The new On Demand pay-per-view download platform was launched in Sydney today, with Foxtel offering its IQ2 subscribers the ability to download movies and television programs to their set-top box via an Ethernet cable connected to their home modem or router. Currently, Foxtel is not providing any wireless support for this service.
According to a Foxtel spokesperson, all content will be on a user-pays basis, with no free content being offered now or in the near future. This spokesperson also confirmed that there will be no sport, the traditional magnet for Foxtel, provided on this service.
As with all internet TV solutions, the question of download limits and charges is prevalent.

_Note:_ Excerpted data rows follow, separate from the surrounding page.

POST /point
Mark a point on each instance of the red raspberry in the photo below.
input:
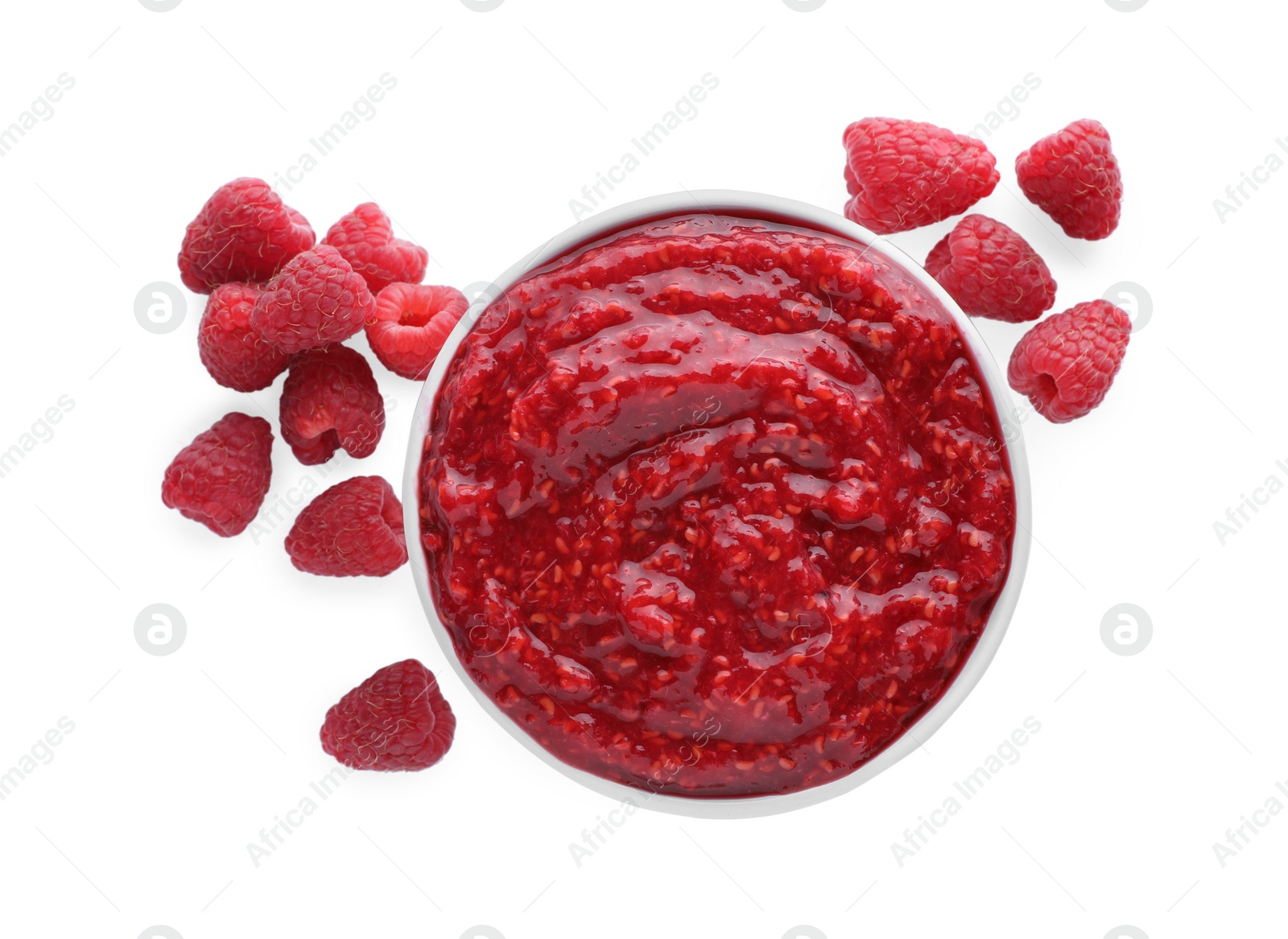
(394, 720)
(1073, 177)
(316, 299)
(411, 325)
(992, 272)
(1067, 362)
(242, 233)
(903, 174)
(233, 353)
(221, 478)
(352, 529)
(366, 240)
(330, 401)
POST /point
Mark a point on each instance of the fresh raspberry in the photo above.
(233, 353)
(992, 272)
(903, 174)
(315, 300)
(1073, 177)
(412, 323)
(366, 240)
(221, 478)
(1067, 362)
(394, 720)
(242, 233)
(352, 529)
(330, 401)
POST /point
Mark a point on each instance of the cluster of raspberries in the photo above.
(279, 302)
(906, 174)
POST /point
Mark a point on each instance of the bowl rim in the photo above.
(777, 210)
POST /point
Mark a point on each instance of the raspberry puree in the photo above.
(715, 506)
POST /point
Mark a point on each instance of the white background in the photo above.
(497, 120)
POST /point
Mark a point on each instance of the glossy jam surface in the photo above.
(715, 506)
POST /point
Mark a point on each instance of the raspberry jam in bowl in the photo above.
(716, 509)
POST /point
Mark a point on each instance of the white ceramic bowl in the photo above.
(787, 212)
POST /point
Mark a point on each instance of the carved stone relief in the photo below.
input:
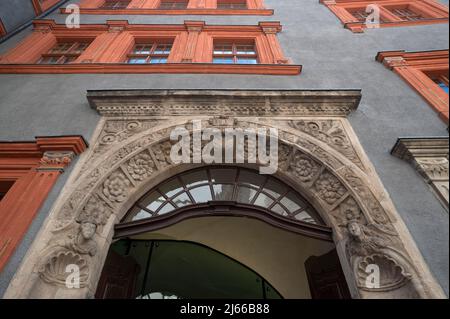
(429, 156)
(316, 155)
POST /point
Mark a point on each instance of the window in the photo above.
(234, 53)
(407, 14)
(232, 4)
(361, 14)
(223, 184)
(393, 13)
(150, 53)
(441, 80)
(115, 4)
(64, 53)
(5, 186)
(173, 4)
(426, 72)
(150, 48)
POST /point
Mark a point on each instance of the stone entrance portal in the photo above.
(319, 156)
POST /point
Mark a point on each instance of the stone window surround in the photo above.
(195, 7)
(412, 67)
(429, 156)
(34, 167)
(432, 9)
(191, 53)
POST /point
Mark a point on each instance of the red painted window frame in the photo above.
(432, 9)
(34, 175)
(39, 7)
(414, 68)
(149, 7)
(191, 52)
(2, 29)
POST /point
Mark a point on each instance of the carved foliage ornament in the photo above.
(112, 181)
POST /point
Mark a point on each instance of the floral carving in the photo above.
(329, 188)
(115, 188)
(330, 132)
(141, 166)
(304, 168)
(93, 212)
(392, 275)
(162, 153)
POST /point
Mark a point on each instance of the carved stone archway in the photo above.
(319, 154)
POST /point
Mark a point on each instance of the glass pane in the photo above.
(223, 175)
(143, 49)
(49, 60)
(245, 49)
(223, 49)
(274, 189)
(166, 209)
(195, 178)
(70, 59)
(279, 210)
(223, 60)
(201, 194)
(158, 60)
(245, 194)
(223, 192)
(137, 213)
(182, 200)
(171, 188)
(263, 201)
(291, 202)
(246, 61)
(251, 178)
(163, 49)
(142, 214)
(137, 60)
(153, 201)
(305, 217)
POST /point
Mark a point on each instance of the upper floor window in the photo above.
(63, 53)
(392, 13)
(406, 13)
(173, 4)
(151, 52)
(116, 4)
(441, 79)
(148, 48)
(232, 4)
(234, 53)
(426, 72)
(5, 186)
(361, 14)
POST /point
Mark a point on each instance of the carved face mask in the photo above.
(88, 230)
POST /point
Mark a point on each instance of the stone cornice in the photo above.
(225, 102)
(431, 147)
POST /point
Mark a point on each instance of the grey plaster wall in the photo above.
(14, 13)
(332, 58)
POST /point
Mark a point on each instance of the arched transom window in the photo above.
(236, 185)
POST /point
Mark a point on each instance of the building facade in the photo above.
(355, 93)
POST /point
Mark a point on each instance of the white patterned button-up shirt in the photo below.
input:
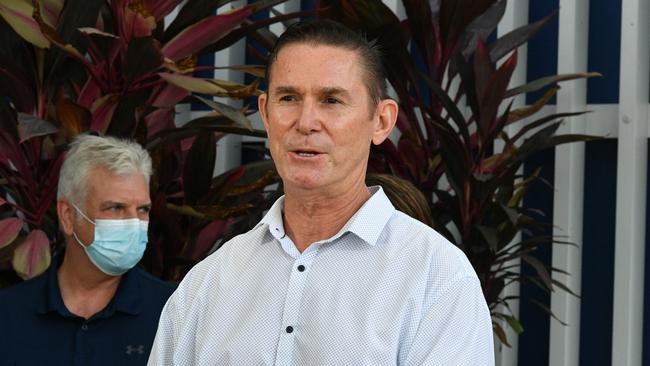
(385, 290)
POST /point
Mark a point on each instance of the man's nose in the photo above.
(309, 118)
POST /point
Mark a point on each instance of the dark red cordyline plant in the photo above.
(455, 103)
(114, 68)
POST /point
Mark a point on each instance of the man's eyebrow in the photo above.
(334, 91)
(107, 204)
(282, 89)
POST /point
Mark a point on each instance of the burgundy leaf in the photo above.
(9, 228)
(203, 33)
(33, 255)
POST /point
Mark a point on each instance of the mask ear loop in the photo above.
(82, 214)
(87, 219)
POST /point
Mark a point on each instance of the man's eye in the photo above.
(331, 100)
(287, 98)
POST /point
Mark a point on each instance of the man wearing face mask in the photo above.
(92, 307)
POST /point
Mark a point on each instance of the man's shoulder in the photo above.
(413, 236)
(153, 284)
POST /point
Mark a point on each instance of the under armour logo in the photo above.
(130, 349)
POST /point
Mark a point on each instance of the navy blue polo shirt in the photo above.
(37, 329)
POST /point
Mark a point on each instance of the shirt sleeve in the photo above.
(456, 330)
(163, 347)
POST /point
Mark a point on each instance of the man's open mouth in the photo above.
(306, 154)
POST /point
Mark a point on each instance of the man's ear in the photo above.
(66, 215)
(261, 106)
(386, 118)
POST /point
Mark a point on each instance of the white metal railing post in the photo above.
(568, 203)
(631, 185)
(516, 15)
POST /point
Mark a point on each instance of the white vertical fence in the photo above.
(569, 183)
(628, 121)
(631, 184)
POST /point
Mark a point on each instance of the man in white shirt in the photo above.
(333, 274)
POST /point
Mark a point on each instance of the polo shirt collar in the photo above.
(127, 298)
(367, 223)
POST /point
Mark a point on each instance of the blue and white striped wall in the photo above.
(599, 195)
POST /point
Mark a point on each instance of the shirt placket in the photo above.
(81, 343)
(290, 326)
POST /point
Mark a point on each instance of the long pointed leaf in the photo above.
(542, 82)
(9, 229)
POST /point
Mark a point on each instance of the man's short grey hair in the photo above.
(120, 157)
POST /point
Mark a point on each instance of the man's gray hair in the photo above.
(120, 157)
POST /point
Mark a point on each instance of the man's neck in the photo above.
(85, 290)
(313, 216)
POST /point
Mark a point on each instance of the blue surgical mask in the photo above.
(118, 245)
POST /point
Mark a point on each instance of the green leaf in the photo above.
(514, 324)
(540, 269)
(31, 126)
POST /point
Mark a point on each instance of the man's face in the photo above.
(317, 117)
(111, 196)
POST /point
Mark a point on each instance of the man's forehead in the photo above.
(325, 67)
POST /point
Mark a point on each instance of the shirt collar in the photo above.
(367, 223)
(127, 298)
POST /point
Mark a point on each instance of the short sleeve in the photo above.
(456, 330)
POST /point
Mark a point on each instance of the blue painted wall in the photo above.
(598, 253)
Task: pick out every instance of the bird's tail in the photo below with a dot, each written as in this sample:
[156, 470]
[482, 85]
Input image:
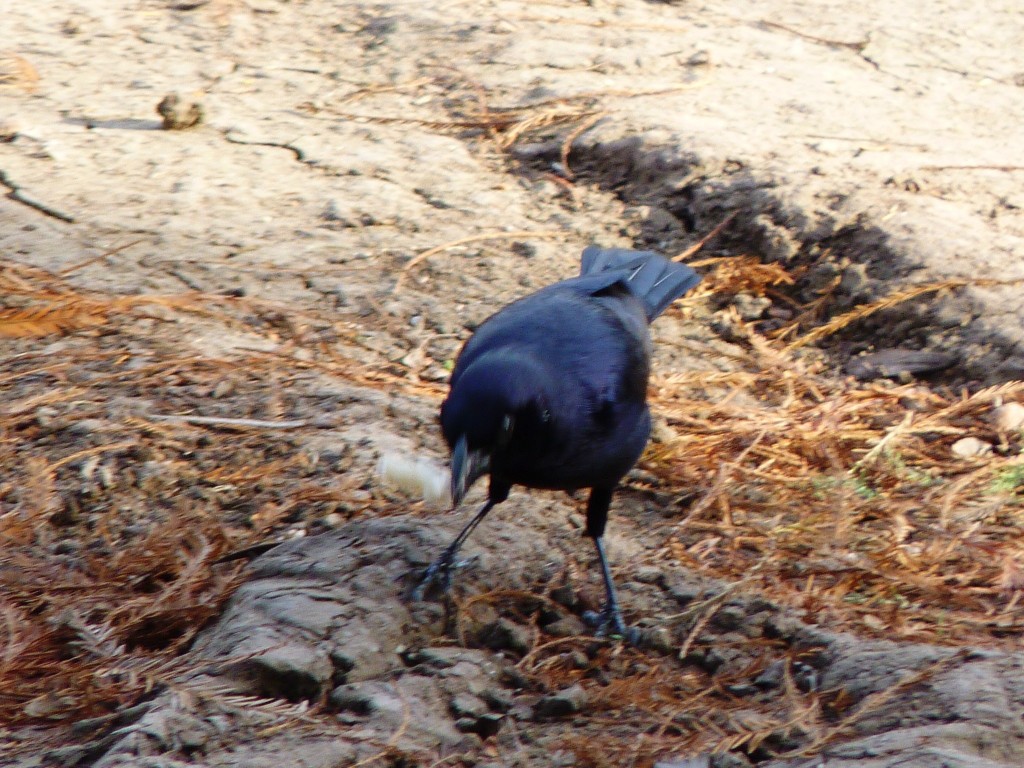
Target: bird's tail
[655, 280]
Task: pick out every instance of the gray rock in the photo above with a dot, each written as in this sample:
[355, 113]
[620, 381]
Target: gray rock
[564, 702]
[505, 635]
[294, 672]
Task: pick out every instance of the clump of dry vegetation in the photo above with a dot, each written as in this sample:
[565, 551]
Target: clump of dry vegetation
[844, 500]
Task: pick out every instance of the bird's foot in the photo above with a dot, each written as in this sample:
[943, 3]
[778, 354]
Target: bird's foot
[608, 623]
[439, 573]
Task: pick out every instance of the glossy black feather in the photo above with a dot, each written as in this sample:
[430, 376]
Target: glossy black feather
[550, 392]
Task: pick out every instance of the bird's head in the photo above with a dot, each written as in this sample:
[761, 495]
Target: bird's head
[498, 406]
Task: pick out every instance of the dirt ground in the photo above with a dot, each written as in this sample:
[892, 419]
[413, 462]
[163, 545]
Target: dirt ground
[212, 333]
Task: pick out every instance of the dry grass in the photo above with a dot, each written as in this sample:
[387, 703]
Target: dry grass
[837, 498]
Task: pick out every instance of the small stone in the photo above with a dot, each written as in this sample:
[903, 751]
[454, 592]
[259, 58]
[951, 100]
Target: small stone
[656, 639]
[565, 596]
[224, 387]
[466, 705]
[564, 702]
[352, 698]
[180, 112]
[1009, 418]
[504, 635]
[771, 677]
[293, 671]
[698, 58]
[729, 617]
[751, 307]
[566, 627]
[648, 574]
[89, 426]
[971, 448]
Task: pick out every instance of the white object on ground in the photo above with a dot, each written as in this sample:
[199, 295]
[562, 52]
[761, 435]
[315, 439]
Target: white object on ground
[417, 476]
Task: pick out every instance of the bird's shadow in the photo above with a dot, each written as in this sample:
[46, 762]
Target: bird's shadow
[119, 124]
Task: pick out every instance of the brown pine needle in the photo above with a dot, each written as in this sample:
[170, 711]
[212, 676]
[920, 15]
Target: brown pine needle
[472, 239]
[842, 321]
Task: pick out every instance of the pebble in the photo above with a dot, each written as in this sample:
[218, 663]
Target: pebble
[971, 448]
[1009, 417]
[566, 627]
[567, 701]
[729, 617]
[504, 635]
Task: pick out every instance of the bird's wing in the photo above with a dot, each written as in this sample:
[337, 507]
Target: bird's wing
[655, 280]
[592, 326]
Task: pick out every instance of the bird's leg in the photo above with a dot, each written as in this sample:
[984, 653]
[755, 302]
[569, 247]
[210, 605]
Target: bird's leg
[440, 569]
[609, 621]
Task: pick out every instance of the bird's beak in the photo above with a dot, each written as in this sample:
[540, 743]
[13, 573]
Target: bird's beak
[467, 466]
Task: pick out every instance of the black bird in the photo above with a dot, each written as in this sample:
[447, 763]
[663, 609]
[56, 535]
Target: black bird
[550, 392]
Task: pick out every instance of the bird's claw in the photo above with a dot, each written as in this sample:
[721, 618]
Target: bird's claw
[608, 623]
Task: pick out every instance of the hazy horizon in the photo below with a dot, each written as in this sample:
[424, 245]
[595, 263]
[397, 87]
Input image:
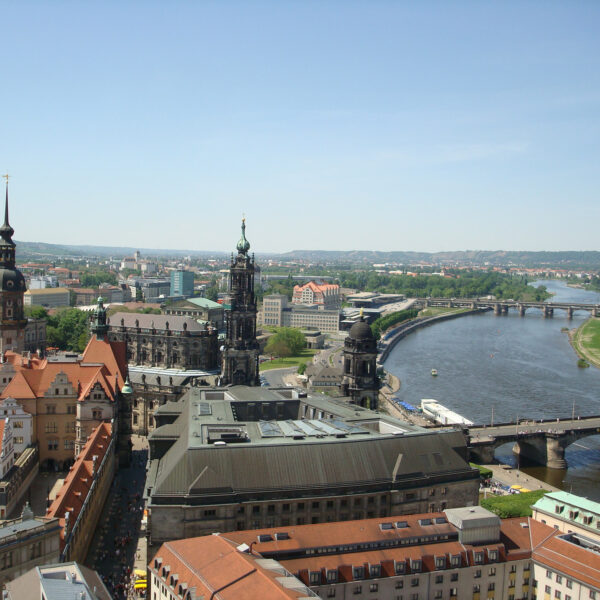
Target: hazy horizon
[429, 126]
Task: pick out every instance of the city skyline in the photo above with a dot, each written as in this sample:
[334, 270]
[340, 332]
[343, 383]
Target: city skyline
[332, 126]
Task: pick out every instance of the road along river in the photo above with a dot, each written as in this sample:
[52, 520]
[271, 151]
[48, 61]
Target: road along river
[515, 367]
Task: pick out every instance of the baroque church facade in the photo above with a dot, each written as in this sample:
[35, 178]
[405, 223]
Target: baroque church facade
[241, 351]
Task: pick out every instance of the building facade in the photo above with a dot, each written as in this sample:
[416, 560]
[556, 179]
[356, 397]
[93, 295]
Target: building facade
[79, 502]
[25, 543]
[241, 349]
[326, 295]
[12, 288]
[200, 309]
[48, 297]
[251, 457]
[278, 312]
[166, 341]
[182, 283]
[360, 381]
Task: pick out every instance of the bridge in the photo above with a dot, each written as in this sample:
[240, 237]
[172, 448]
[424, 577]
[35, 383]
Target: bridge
[543, 442]
[502, 306]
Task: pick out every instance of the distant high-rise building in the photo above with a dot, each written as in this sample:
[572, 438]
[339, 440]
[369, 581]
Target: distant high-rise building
[182, 283]
[12, 288]
[241, 350]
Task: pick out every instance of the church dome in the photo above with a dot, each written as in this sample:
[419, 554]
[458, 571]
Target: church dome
[11, 280]
[361, 331]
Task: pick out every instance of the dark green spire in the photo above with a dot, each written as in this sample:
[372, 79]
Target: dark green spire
[243, 245]
[98, 324]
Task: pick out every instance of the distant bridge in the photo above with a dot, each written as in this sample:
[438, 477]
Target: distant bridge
[543, 442]
[502, 306]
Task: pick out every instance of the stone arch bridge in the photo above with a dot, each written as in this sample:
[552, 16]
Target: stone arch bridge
[502, 306]
[543, 442]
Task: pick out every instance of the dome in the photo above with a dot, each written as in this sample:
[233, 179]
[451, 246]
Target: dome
[361, 331]
[11, 280]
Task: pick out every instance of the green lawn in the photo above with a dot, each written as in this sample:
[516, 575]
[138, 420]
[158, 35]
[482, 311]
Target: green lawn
[587, 341]
[513, 505]
[291, 361]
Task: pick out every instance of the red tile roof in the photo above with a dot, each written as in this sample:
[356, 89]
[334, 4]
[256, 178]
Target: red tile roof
[212, 564]
[77, 484]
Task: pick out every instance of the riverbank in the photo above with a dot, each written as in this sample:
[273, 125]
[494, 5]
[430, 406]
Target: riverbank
[394, 336]
[585, 340]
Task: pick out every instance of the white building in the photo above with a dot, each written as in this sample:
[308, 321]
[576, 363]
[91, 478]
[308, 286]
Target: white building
[21, 423]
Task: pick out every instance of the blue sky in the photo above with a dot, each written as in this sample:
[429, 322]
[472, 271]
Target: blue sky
[332, 125]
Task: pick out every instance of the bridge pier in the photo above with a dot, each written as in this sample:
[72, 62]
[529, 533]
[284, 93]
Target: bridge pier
[555, 453]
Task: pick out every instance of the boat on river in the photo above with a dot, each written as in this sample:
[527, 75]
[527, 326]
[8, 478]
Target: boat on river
[440, 414]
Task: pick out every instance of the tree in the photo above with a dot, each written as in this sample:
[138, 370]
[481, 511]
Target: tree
[287, 341]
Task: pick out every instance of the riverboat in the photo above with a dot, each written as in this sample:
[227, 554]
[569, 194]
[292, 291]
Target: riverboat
[440, 414]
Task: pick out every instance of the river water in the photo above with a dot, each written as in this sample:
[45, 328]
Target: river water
[518, 366]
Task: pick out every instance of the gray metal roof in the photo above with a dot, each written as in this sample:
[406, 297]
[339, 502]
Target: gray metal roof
[176, 322]
[472, 517]
[377, 447]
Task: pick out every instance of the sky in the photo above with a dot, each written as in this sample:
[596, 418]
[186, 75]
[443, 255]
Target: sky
[371, 125]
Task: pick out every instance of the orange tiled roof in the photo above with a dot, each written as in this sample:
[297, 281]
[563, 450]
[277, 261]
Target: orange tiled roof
[72, 494]
[103, 362]
[212, 563]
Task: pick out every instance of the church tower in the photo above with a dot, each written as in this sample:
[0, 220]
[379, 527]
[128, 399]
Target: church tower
[360, 381]
[240, 352]
[12, 288]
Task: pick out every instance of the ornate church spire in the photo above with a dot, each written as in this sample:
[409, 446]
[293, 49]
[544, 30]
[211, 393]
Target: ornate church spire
[243, 245]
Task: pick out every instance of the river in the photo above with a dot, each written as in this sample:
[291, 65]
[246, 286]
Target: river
[518, 366]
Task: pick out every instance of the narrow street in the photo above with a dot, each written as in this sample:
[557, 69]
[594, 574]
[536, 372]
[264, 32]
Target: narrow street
[119, 548]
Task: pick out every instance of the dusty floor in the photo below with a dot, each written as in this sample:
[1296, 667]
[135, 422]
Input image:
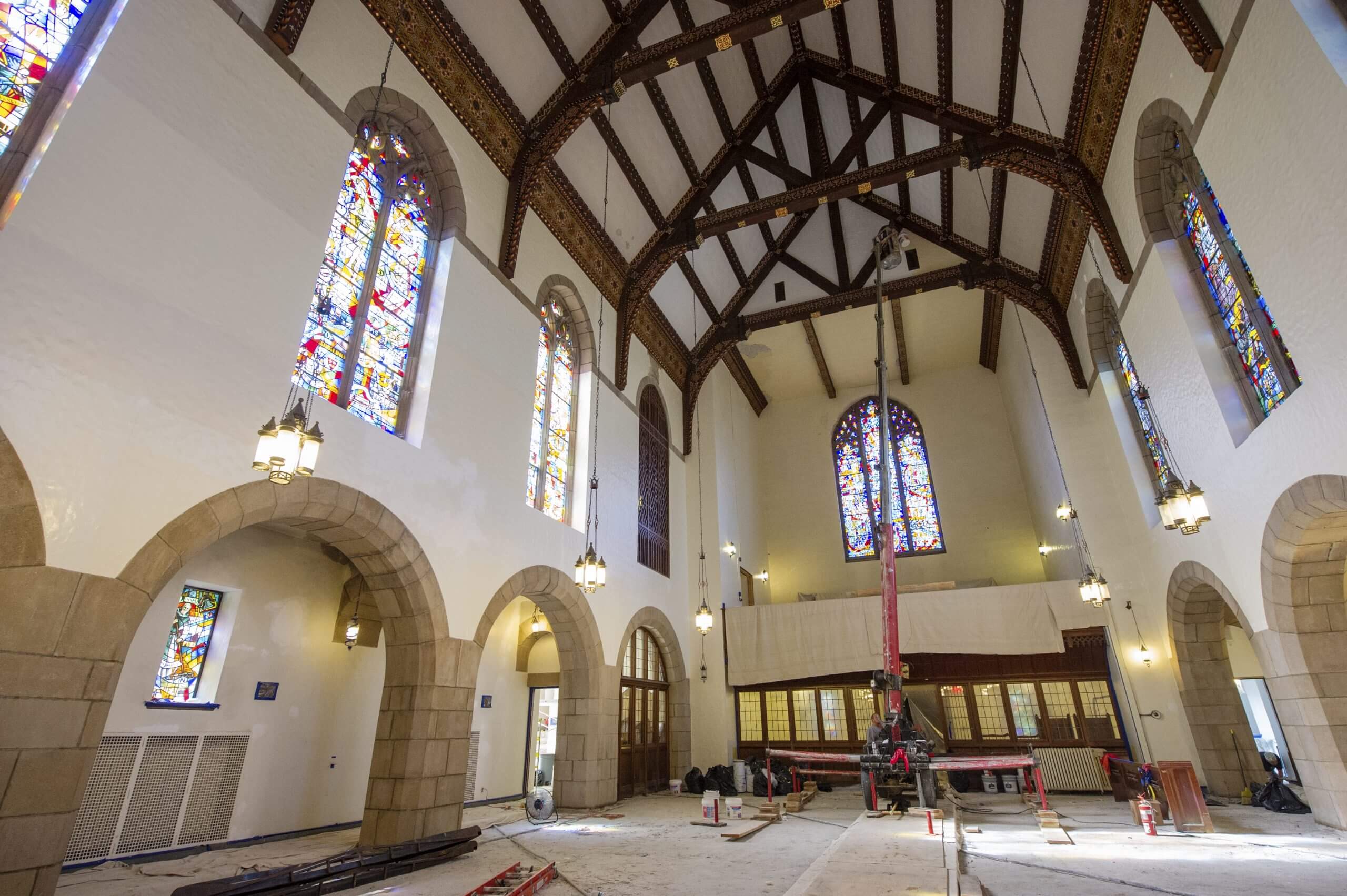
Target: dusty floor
[828, 849]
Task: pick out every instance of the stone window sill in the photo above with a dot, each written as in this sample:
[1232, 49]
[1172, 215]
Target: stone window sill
[189, 707]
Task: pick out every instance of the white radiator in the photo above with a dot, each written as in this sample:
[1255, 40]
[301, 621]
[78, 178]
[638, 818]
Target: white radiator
[1073, 770]
[158, 791]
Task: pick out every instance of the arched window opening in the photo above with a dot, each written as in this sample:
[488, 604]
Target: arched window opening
[856, 448]
[554, 419]
[643, 760]
[652, 489]
[364, 320]
[1257, 352]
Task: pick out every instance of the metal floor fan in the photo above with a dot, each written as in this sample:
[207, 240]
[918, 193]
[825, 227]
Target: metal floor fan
[540, 808]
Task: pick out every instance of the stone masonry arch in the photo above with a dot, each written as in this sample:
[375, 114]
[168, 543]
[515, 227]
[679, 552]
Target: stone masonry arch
[61, 662]
[1198, 606]
[586, 738]
[681, 688]
[1303, 563]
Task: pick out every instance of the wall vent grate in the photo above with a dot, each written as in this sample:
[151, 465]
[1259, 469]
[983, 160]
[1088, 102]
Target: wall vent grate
[475, 743]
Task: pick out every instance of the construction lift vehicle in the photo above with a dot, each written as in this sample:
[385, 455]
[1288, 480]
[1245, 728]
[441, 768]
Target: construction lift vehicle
[899, 760]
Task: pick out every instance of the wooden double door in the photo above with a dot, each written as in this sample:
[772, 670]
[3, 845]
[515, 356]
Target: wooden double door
[643, 759]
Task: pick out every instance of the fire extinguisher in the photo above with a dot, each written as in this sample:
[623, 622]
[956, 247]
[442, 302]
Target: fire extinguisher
[1148, 817]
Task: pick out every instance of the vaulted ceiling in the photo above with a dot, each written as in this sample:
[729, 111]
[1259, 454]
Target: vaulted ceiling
[744, 154]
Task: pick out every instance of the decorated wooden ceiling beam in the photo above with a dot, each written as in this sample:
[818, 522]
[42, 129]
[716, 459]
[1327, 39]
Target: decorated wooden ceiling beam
[287, 22]
[818, 357]
[1199, 37]
[1007, 152]
[993, 308]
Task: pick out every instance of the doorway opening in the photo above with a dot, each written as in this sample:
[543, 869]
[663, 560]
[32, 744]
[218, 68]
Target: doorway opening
[543, 712]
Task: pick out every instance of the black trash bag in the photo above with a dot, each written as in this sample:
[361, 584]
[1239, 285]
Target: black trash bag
[724, 778]
[1276, 797]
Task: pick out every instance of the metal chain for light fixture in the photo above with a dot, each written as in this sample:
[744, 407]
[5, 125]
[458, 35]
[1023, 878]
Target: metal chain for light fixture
[590, 569]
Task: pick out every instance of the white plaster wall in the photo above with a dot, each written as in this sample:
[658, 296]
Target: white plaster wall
[980, 492]
[181, 305]
[309, 756]
[1278, 103]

Telstra has agreed to unmetered downloading through its BigPond division, and others may soon be on board too.
“Our unmetering agreement with BigPond is not exclusive,” the spokesperson told Current.com.au. “We are open to discussions about unmetering with all ISPs as unmetering only benefits our subscribers and those using the On Demand service.”
To receive Foxtel On Demand, subscribers with IQ2 boxes must connect the box to a modem or router with internet service via an Ethernet cable. Programs can then be downloaded, with TV shows costing either $1.95 for some children’s shows or $2.95 for all other shows. General release movies are priced at $3.95, whilst new release movies are $5.95.
A good feature of this service is the ability for viewers to watch programs as soon as they have started downloading, rather than having to wait until the download is complete, as with some other providers.
Some of the TV shows listed by Foxtel as being ready for downloading including Mad Men, Summer Heights High and Ice Road Truckers. New release movies include Hot Tub Time Machine, Date Night and Kick-Ass.
Users do not get to keep their downloads, nor are these files extractable from the set-top box, with viewing limits currently set at 48 hours for movies and 10 days for TV episodes.